The statement came as Pakistan reels from one of the worst floods in its history, triggered after India opened the spillways of major dams. Islamabad said New Delhi conveyed warnings through diplomatic notes, including one today, but bypassed the designated mechanism of the Indus Water Commissioners.
“India did not utilise the Commission’s channel for information-sharing,” Foreign Office Spokesperson Shafqat Ali Khan told reporters at the weekly briefing, urging New Delhi to fully comply with all treaty provisions.
The catastrophic monsoon floods — the second in three years — have inundated vast swathes of north and central Pakistan, particularly Punjab. According to the National Disaster Management Authority (NDMA), 905 people have died since the onset of monsoon rains in late June, while more than a million residents have been displaced as waters submerged 1,400 villages. Torrents are now heading south towards Sindh, where authorities brace for a “super flood.”
Tensions over water sharing have deepened since India suspended its participation in the IWT last year following an attack in Indian Illegally Occupied Jammu and Kashmir, which New Delhi blamed on Islamabad. Pakistan rejected the allegations, and the incident sparked the worst military escalation in decades before a ceasefire was reached last week.

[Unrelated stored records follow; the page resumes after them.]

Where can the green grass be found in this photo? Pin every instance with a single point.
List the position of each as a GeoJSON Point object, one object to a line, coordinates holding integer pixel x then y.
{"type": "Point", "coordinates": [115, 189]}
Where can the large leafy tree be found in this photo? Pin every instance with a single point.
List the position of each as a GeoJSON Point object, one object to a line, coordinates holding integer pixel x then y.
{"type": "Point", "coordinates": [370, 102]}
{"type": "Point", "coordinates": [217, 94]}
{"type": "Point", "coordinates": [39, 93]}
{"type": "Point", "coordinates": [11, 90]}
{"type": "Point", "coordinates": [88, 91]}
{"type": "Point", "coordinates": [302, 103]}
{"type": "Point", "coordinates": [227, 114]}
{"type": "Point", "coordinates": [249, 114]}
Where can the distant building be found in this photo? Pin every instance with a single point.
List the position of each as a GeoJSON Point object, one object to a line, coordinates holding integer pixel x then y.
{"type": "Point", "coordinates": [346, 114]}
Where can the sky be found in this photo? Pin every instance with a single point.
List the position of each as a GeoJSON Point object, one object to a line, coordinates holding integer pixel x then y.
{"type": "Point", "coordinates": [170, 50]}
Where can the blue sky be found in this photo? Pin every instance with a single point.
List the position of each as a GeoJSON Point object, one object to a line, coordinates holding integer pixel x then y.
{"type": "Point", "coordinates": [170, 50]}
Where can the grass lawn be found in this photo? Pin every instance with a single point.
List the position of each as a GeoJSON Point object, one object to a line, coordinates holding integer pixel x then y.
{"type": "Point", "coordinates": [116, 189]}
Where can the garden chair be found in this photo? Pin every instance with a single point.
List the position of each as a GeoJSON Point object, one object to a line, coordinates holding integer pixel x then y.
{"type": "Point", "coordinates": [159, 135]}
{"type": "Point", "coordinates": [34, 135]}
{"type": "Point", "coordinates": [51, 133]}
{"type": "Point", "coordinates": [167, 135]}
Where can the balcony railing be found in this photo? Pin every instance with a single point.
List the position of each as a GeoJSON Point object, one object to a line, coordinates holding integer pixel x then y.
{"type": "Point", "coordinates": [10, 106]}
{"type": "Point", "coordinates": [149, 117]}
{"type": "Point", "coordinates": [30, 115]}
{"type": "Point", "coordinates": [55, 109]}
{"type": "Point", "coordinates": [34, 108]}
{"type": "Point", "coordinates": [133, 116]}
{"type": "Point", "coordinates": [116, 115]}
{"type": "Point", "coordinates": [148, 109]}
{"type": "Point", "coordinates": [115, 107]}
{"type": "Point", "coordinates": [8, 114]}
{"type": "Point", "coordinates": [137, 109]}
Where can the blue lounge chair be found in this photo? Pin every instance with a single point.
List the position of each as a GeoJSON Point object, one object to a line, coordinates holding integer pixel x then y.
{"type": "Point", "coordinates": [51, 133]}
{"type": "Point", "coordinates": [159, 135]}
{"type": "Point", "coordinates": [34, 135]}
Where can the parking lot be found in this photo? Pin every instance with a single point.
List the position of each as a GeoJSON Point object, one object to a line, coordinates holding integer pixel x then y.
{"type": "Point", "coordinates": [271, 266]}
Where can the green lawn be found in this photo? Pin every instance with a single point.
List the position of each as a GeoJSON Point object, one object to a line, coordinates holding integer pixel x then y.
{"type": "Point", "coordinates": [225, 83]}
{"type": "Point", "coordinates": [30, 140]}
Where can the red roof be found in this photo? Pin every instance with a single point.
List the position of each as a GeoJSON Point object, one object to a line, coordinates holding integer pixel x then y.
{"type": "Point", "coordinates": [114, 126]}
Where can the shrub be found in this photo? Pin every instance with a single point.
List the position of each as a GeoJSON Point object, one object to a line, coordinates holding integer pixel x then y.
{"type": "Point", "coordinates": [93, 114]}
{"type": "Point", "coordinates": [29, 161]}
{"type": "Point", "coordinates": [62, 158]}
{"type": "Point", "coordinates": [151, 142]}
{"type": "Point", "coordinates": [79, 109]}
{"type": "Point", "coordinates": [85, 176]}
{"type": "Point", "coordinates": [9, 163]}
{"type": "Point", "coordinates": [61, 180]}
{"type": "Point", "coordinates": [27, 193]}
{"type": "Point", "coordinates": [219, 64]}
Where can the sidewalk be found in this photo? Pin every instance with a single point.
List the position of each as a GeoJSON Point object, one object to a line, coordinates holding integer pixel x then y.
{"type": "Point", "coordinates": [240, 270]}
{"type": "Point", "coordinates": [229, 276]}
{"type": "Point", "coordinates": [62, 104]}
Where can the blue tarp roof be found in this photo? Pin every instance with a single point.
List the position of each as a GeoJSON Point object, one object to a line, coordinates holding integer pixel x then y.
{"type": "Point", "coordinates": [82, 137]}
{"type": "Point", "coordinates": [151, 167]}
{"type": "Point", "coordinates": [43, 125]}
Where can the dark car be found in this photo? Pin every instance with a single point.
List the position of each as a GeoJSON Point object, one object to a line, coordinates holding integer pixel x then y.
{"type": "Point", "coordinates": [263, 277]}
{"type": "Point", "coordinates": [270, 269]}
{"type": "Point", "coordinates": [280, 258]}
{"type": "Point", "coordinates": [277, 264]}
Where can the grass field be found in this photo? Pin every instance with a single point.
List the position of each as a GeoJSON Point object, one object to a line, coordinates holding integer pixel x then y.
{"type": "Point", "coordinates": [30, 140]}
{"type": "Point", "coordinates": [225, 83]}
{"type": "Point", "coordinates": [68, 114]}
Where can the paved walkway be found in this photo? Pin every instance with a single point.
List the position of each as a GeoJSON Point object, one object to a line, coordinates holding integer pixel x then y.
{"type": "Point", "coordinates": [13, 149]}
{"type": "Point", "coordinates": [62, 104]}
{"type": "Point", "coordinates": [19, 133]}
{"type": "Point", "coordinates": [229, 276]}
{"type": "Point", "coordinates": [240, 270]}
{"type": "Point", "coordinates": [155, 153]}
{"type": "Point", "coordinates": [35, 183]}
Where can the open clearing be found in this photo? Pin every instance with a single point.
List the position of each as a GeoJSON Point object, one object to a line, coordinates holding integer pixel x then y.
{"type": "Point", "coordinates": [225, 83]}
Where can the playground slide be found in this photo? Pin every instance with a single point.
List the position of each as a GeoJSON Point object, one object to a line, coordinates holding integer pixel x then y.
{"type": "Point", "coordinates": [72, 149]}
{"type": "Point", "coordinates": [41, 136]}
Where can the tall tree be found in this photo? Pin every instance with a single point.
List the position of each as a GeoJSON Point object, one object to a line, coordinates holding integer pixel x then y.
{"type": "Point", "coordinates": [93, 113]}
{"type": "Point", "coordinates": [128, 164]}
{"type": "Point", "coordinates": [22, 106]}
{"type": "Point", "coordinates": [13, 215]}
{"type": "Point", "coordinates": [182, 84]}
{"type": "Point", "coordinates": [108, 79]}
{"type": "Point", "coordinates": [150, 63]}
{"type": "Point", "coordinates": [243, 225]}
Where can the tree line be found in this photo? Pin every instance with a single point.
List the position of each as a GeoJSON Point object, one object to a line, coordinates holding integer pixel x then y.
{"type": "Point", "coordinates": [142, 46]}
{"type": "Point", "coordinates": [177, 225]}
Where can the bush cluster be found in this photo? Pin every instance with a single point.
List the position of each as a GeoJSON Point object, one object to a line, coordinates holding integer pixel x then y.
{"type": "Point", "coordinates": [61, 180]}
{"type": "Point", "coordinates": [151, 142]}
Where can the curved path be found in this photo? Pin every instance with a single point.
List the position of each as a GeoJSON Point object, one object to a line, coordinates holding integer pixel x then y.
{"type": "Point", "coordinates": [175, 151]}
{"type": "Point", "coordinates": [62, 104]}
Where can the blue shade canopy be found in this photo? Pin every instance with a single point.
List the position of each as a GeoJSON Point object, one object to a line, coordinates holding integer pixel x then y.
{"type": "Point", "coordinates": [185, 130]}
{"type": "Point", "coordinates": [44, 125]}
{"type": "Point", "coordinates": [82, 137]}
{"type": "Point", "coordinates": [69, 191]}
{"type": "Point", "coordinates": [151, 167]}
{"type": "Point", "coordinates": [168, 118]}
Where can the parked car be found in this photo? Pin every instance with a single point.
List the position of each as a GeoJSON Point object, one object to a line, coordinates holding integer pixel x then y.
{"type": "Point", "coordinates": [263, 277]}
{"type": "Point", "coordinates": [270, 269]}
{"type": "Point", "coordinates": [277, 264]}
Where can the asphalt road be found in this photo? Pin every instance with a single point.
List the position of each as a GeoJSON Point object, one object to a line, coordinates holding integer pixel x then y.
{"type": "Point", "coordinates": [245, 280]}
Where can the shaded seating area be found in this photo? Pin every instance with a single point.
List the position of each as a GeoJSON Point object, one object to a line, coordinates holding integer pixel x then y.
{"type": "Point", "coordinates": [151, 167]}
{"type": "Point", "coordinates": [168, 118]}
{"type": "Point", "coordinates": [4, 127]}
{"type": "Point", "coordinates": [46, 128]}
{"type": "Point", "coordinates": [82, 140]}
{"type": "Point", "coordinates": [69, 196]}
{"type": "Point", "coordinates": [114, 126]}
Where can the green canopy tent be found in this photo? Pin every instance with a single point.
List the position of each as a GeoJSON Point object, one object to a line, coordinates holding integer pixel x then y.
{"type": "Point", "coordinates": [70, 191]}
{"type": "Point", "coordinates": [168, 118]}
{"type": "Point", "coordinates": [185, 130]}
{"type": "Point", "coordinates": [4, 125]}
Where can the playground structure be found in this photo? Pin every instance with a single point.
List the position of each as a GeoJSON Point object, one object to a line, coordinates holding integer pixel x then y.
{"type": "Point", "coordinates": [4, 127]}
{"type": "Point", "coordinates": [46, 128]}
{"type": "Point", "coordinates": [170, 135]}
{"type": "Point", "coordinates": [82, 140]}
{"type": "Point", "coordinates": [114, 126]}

In June, however, the Permanent Court of Arbitration ruled that India cannot unilaterally suspend the treaty. The binding judgment, delivered on June 27, reaffirmed the Court’s jurisdiction and declared New Delhi’s move to place the pact in abeyance as invalid.
Signed in 1960 with World Bank mediation, the IWT governs water-sharing between the two nuclear-armed neighbours. The treaty allocates the eastern rivers — Sutlej, Beas and Ravi — to India, and the western rivers — Indus, Jhelum and Chenab — to Pakistan. It also lays down a detailed mechanism for information exchange and dispute resolution. Importantly, the pact contains no clause allowing either side to unilaterally suspend or terminate it.